The Future of Pediatric Cancer Care: AI, Nutrition, and Hope by Supporting Families for Information Need on the Cancer Journey
Abstracts

Abstract

Introduction: Nutrition services are essential in pediatric oncology. Parents of children with cancer should be fully supported in their pursuit of information on diet and nutrition for their children. Artificial intelligence (AI) is engineered to emulate tasks that have historically required human interaction and intellect. Although AI models like ChatGPT-4 have demonstrated satisfactory performance on medical licensing exams, suggesting a potential for supporting families by providing on-demand, 24/7 information support beyond nutrition clinics through Retrieval Augmented Regeneration (RAG) has not been evaluated.

Methodology: Multilingual AI-Agent was created on prototyping servers using agentic augmentation based on RAG combined with a non-customized large language model (LLM) Gemini 1.0-Pro to answer parental queries on pediatric cancer nutrition. Front-end of the AI-Agent was then made available via a URL. Upon interaction with a parental nutritional inquiry, RAG would access a vast, curated database of evidence-based nutritional guidelines, and institutional-specific expert recommendations specifically for children with cancer for the most relevant and up-to-date information.

The LLM with its advanced language understanding and generation capabilities, would then process the retrieved information and synthesize it into a clear, concise, and accurate answer tailored to the parent’s specific query. Two human evaluators utilized a matrix of six benchmark questions to evaluate the AI Agent’s responses via iterative testing and refinement.

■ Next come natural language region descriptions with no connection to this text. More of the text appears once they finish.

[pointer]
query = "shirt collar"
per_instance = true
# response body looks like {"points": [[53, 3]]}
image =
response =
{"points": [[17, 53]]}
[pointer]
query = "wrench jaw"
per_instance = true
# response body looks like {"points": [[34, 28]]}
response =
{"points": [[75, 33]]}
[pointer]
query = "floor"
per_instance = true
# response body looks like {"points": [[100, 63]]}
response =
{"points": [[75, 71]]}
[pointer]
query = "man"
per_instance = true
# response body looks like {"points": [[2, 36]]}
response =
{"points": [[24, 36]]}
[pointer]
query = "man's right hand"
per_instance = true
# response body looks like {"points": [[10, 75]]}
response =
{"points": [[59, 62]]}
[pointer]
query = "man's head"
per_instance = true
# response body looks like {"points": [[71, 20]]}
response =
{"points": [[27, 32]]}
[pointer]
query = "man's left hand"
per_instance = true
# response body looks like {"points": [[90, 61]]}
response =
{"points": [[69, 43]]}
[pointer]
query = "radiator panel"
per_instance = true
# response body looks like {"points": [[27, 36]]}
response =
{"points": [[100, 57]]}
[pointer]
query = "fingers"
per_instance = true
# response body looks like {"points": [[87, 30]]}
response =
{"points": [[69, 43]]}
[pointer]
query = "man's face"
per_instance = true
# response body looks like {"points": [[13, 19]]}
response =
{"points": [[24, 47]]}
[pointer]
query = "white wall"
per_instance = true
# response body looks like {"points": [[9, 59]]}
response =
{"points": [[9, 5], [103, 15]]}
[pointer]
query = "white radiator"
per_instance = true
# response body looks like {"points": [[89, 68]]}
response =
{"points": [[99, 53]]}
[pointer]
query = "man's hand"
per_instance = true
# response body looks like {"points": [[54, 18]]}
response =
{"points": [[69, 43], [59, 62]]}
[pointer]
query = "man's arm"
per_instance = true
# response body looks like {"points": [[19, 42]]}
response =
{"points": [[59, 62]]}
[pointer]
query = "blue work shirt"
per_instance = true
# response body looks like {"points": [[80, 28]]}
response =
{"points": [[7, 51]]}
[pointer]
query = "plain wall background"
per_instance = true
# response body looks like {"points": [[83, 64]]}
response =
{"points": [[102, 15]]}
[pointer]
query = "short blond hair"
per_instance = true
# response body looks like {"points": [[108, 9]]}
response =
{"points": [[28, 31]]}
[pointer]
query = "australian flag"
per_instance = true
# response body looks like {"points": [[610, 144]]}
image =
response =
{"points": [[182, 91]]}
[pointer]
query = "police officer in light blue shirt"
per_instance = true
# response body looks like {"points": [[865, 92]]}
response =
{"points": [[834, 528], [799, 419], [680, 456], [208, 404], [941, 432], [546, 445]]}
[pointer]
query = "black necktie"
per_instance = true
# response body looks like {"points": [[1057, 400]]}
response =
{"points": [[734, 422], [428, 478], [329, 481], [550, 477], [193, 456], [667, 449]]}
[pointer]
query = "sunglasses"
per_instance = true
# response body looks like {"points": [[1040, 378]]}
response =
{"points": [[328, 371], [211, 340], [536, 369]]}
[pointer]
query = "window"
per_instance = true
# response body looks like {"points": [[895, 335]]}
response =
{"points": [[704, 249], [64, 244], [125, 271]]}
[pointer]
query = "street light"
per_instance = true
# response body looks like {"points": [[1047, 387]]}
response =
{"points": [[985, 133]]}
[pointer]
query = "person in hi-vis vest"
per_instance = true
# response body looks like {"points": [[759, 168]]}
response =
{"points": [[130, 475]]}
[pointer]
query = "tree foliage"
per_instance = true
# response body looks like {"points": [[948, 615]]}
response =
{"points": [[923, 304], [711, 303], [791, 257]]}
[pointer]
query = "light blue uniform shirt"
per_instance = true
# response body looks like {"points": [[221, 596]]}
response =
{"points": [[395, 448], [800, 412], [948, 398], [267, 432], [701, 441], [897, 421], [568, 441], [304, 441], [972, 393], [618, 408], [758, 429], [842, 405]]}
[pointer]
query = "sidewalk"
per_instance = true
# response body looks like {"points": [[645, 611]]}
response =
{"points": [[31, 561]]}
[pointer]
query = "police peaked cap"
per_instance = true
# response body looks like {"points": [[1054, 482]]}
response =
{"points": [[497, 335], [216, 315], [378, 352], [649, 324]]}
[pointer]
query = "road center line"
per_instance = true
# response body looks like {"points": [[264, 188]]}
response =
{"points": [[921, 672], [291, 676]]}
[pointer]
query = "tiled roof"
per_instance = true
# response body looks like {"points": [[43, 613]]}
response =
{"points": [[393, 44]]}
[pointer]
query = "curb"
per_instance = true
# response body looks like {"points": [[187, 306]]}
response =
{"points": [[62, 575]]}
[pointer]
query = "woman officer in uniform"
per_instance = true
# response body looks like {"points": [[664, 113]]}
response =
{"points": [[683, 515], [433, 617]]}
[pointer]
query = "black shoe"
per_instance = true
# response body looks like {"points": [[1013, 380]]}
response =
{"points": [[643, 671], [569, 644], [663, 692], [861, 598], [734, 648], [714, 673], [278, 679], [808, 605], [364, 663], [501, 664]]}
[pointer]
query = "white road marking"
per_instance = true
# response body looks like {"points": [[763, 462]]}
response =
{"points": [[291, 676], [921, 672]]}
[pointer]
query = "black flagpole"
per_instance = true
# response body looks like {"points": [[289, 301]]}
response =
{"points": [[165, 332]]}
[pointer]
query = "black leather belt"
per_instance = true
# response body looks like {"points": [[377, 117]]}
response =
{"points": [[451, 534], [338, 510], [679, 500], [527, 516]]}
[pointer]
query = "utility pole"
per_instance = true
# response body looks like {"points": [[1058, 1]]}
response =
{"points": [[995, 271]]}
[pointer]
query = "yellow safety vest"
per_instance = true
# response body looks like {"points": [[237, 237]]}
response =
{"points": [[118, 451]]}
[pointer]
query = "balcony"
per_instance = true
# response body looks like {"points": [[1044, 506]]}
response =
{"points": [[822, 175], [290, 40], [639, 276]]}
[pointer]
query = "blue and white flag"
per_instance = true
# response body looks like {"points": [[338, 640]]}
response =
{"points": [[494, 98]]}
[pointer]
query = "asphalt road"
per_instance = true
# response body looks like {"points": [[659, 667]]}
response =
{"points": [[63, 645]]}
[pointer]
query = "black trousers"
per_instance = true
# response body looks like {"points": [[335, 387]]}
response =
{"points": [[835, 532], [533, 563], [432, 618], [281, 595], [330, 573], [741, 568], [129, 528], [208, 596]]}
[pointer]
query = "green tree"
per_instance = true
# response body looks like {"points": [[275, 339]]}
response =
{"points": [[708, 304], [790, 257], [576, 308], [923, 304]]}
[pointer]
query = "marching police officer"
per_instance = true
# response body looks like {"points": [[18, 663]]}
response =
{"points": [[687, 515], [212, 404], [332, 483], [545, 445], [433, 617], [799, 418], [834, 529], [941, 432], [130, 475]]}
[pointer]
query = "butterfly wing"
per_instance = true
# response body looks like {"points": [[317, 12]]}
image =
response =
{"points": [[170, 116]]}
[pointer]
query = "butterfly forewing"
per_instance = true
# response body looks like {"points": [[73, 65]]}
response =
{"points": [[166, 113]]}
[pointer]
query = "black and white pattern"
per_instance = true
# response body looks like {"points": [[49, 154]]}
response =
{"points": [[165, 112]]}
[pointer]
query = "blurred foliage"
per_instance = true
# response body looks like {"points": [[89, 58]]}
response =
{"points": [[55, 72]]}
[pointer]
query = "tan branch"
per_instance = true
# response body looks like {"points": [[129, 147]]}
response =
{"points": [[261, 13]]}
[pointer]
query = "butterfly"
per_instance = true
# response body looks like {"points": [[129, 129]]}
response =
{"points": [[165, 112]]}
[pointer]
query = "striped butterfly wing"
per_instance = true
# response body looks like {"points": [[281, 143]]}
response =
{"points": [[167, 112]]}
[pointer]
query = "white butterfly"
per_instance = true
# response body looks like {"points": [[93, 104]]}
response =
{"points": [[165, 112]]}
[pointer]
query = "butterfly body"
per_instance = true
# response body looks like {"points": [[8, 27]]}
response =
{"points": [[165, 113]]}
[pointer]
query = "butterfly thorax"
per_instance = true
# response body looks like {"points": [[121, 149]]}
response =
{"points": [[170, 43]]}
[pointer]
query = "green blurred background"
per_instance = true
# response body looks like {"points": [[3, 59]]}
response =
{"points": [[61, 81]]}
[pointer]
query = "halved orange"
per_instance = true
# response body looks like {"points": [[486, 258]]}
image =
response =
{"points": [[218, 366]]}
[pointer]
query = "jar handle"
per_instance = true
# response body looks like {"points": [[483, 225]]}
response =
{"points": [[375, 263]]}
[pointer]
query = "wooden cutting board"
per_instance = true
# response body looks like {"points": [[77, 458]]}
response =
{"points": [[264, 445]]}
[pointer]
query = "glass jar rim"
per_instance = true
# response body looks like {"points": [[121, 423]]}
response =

Results: Average final score after three iterations for Accuracy (Factual Accuracy and Relevance) was 100%, Comprehensiveness (Completeness, Depth) 96%, Coherence (Logical Flow, Readability) 98%, User Experience (Conversationality, Personalization and User Friendliness) 98%, Performance (Response Time, Scalability, Robustness) 96% and RAG Specific (Retrieval Effectiveness, Generation Quality) 100%.

Conclusion: By combining RAG with non-customized LLM, a powerful AI-agent can be an accurate liaison to empower parents with reliable and accessible information about pediatric cancer nutrition, ultimately improving the quality of care for children battling this disease.